We were one of the last events over the weekend and as we took the stage at the Orwell Hotel in what was rather grandly called His Lordship’s Library (the books that lined the walls were real – I checked!) John and I weren’t sure how we would go down. For a start, we hadn’t written a book about 26 Treasures of Childhood, all we had were the exhibition brochures that John had brought with him from London. We talked about 26 as an organization and the idea for the 26 Treasures exhibitions and then moved onto this year’s showing at the Museum of Childhood. It was exciting for us, we said, having written about objects without a personal connection at the V&A, the National Museum of Scotland and the National Library of Wales, to be endowed with objects that were part of our own lives at the Museum of Childhood. The exhibition was at personal as well as looking at the wider issues.

We asked if anyone wanted to hear the pieces that were written from the year they were born and the hands sprang up. One lady cried at what had been written about the Sylvanian families and two or three of the older audience members were annoyed that they predated 1948, the starting point for the exhibition. When the pieces were on show we didn’t get to see people’s reactions to them and it was lovely to hear the laughter (at some pieces) and have the audience burst into spontaneous applause (at others). There was a queue at the end to buy brochures – I only wish we’d been able to bring more writers with us.

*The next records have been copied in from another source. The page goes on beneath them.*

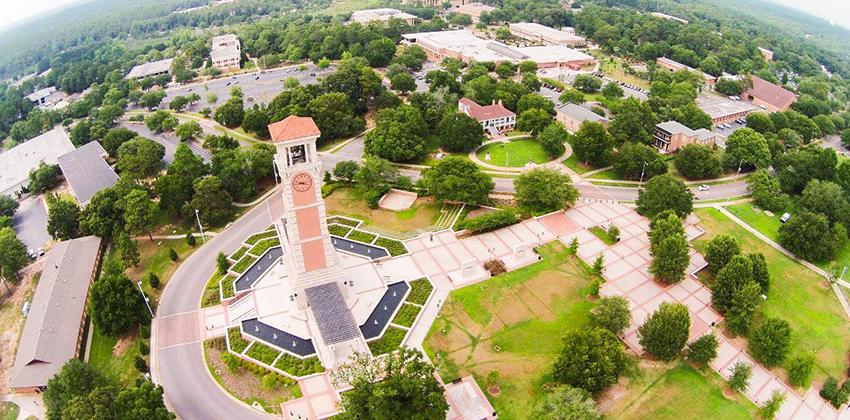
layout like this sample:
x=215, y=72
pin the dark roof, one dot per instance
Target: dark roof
x=770, y=93
x=86, y=171
x=336, y=324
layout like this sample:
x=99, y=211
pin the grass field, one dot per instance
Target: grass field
x=513, y=324
x=680, y=392
x=349, y=202
x=517, y=152
x=797, y=294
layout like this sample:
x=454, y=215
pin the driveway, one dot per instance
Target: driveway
x=30, y=222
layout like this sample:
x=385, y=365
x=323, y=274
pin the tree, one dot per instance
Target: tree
x=544, y=190
x=458, y=179
x=592, y=359
x=397, y=135
x=703, y=350
x=592, y=144
x=808, y=235
x=188, y=130
x=665, y=333
x=766, y=191
x=587, y=83
x=612, y=90
x=639, y=161
x=43, y=178
x=211, y=200
x=73, y=380
x=696, y=161
x=720, y=251
x=769, y=342
x=665, y=192
x=611, y=313
x=13, y=255
x=403, y=83
x=566, y=402
x=746, y=149
x=140, y=158
x=63, y=219
x=140, y=213
x=460, y=132
x=552, y=140
x=345, y=170
x=534, y=121
x=728, y=280
x=670, y=259
x=740, y=379
x=116, y=306
x=400, y=385
x=800, y=369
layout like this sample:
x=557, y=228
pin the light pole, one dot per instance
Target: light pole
x=147, y=301
x=198, y=218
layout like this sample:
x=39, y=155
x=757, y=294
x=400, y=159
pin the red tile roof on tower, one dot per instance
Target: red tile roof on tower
x=293, y=127
x=771, y=93
x=484, y=113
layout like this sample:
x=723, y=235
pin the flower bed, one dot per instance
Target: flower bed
x=406, y=315
x=419, y=291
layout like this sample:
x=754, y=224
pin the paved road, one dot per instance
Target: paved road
x=167, y=140
x=30, y=222
x=257, y=87
x=189, y=388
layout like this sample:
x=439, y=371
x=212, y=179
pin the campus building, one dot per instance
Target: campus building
x=545, y=35
x=53, y=331
x=674, y=66
x=17, y=162
x=671, y=136
x=226, y=54
x=150, y=69
x=381, y=15
x=494, y=118
x=87, y=172
x=768, y=96
x=572, y=115
x=465, y=46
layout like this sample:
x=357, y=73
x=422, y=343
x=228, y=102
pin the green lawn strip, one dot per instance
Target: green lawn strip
x=420, y=289
x=262, y=235
x=238, y=254
x=264, y=245
x=237, y=343
x=389, y=342
x=394, y=247
x=243, y=264
x=406, y=315
x=338, y=230
x=361, y=236
x=603, y=235
x=516, y=153
x=262, y=353
x=681, y=392
x=120, y=368
x=299, y=367
x=797, y=294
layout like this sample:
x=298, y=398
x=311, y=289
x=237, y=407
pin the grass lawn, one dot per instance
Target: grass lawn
x=680, y=392
x=513, y=324
x=114, y=362
x=517, y=153
x=798, y=295
x=349, y=202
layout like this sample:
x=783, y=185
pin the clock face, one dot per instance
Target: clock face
x=302, y=182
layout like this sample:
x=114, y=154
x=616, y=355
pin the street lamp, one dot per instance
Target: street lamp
x=198, y=218
x=147, y=301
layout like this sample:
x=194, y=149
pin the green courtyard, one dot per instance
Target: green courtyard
x=513, y=154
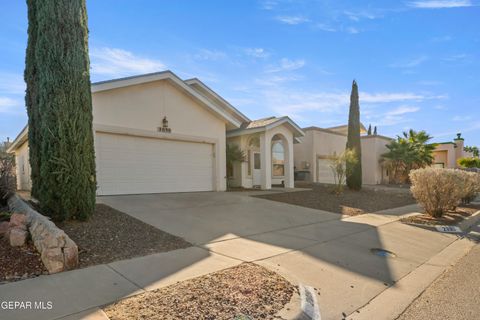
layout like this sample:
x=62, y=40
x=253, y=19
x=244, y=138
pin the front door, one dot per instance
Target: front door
x=257, y=172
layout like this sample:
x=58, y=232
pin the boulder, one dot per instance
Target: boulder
x=18, y=220
x=70, y=257
x=53, y=260
x=4, y=228
x=18, y=237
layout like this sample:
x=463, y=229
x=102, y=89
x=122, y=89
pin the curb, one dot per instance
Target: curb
x=392, y=302
x=470, y=221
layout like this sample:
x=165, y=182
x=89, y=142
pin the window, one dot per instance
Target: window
x=278, y=158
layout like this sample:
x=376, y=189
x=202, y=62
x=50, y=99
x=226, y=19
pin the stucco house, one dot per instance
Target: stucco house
x=320, y=144
x=157, y=133
x=446, y=154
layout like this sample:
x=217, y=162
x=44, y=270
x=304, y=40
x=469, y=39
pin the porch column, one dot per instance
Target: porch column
x=289, y=171
x=266, y=160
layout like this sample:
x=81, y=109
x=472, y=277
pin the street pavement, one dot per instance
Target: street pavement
x=455, y=295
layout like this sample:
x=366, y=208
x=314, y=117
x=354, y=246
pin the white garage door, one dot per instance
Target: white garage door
x=132, y=165
x=324, y=172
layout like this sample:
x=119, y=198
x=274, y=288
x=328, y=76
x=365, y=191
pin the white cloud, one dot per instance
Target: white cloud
x=8, y=105
x=357, y=16
x=325, y=27
x=286, y=65
x=440, y=4
x=402, y=110
x=292, y=20
x=442, y=39
x=118, y=63
x=213, y=55
x=462, y=118
x=352, y=30
x=257, y=52
x=410, y=63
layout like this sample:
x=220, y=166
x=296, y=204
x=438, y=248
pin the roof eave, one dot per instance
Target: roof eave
x=164, y=75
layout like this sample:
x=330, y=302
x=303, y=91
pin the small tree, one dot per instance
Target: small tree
x=233, y=154
x=354, y=180
x=341, y=166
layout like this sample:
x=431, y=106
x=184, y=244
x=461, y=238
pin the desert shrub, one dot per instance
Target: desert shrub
x=342, y=166
x=437, y=190
x=470, y=185
x=469, y=162
x=7, y=177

I’m beginning to think that 62 words might be able to change the world.

Sara Sheridan

 

Wordstock is icumen!

Stop mourning summer’s no show and start willing the nights to draw in, because November 9th sees the return of 26Wordstock. our loved and lauded one-day festival of word-worshipping inspiration.

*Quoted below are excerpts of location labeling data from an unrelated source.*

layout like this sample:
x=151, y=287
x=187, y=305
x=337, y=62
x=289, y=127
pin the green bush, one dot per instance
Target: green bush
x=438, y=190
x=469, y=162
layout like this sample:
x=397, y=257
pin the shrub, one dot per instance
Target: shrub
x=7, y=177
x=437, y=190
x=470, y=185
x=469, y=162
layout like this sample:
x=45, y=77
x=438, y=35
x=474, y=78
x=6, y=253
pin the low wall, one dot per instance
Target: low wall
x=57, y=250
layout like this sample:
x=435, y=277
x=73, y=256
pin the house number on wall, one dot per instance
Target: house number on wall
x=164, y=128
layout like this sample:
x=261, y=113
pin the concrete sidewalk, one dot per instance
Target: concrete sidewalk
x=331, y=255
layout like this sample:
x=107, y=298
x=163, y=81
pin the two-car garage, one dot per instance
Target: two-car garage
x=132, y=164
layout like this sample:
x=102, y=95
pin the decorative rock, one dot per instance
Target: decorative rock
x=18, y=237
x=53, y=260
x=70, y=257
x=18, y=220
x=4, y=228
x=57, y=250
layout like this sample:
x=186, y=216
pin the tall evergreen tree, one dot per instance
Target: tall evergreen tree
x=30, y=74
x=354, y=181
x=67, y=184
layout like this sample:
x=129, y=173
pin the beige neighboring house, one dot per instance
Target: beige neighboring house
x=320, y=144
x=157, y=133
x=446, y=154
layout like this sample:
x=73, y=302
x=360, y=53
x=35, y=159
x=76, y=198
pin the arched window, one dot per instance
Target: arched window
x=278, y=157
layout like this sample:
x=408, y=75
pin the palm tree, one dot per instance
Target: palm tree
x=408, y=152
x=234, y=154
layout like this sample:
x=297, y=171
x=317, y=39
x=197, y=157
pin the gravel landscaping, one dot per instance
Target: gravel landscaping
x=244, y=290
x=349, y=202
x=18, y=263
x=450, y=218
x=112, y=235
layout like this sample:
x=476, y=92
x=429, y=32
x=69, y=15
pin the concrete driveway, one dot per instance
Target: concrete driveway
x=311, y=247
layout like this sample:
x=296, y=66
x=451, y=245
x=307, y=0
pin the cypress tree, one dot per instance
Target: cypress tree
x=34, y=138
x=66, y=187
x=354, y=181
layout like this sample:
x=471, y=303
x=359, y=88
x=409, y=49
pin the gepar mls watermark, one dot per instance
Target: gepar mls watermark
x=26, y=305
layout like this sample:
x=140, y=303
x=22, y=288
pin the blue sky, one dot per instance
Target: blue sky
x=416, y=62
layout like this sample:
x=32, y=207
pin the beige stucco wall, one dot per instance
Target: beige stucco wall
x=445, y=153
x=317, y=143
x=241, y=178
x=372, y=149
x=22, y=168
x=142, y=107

Top of the bill this year are renowned author Kate Mosse (OBE!), Oscar-winning film producer David Parfitt and former hostage negotiator Dick Mullender.

As usual there will be a range of mini tutorials and some rather special writing opportunities to embrace on the day. Many more details to follow so save the date and get ready to snap up your ticket!

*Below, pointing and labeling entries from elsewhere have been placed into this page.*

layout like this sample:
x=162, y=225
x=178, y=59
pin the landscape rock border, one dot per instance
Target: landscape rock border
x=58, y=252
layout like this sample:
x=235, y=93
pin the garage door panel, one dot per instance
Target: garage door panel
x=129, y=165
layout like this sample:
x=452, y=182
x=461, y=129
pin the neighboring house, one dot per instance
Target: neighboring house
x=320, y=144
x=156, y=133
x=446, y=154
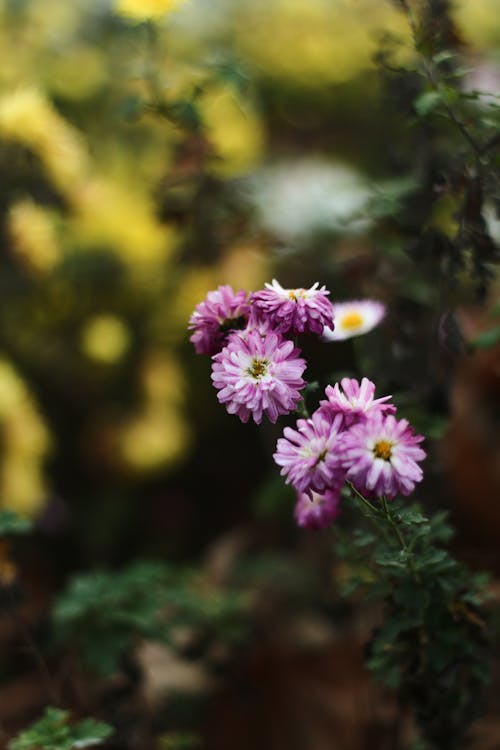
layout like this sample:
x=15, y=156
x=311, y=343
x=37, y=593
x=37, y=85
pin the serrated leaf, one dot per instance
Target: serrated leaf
x=427, y=102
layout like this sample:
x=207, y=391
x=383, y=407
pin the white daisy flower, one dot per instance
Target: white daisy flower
x=354, y=318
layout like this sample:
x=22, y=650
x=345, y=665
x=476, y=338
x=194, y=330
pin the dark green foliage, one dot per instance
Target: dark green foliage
x=54, y=732
x=432, y=643
x=104, y=612
x=12, y=524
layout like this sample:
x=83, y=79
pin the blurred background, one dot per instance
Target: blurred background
x=149, y=152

Can’t wait ’til November? Relive highlights from last year’s 26Wordstock here.

Ezri Carlebach

26 Words

Neil Baker has been musing death and funerals with designer Mark Noad for the 26 Words project with the Letter Exchange.

Lately, I’ve been thinking a lot about death and funerals. Specifically, about the word ‘hearse’. I have 26 to thank for this. I’m one of the writers working on 26 Words, a project to celebrate the fact that 26 is ten years old.

The idea is simple. Take 26 (of course) writers and pair each one with a lettering artist from Letter Exchange.

Next, choose 26 random words, each starting with a different letter of the alphabet. Give each creative pairing a word and tell them to produce an artwork inspired by it. It’s a terrifyingly open brief.

I’m working with Mark Noad, designer and Letter Exchange chairman. Our big idea is… well, like I say, we’re working on it.

We started with the etymology of hearse – its roots are in the Latin hirpex, a kind of rake or harrow. Then we peered into the shadowy world of hearse clubs. I found an unintentionally disturbing promotional video for a funeral industry trade show. Mark shared his fascination with those roadside shrines that appear at accident sites. We sipped cappuccinos and whispered about death. And we did a lot of other stuff.

Most recently, I’ve been tinkering with funereal palindromes – poems that work forwards and backwards. I’m thinking there might be some kind of “circle of life” connection. It could be cheesy or brilliant; the creative breakthrough we’ve been looking for, or another dead end (excuse the pun).

Either way, it’s a lot of fun.

Other teams are wrestling with words such as Acidulate, Naviculoid and Zaffre. I’ve heard rumours of people writing songs, inventing new literary forms, and building impossibly large objects.

In the autumn, whatever we produce will form an exhibition. It should be quite a show.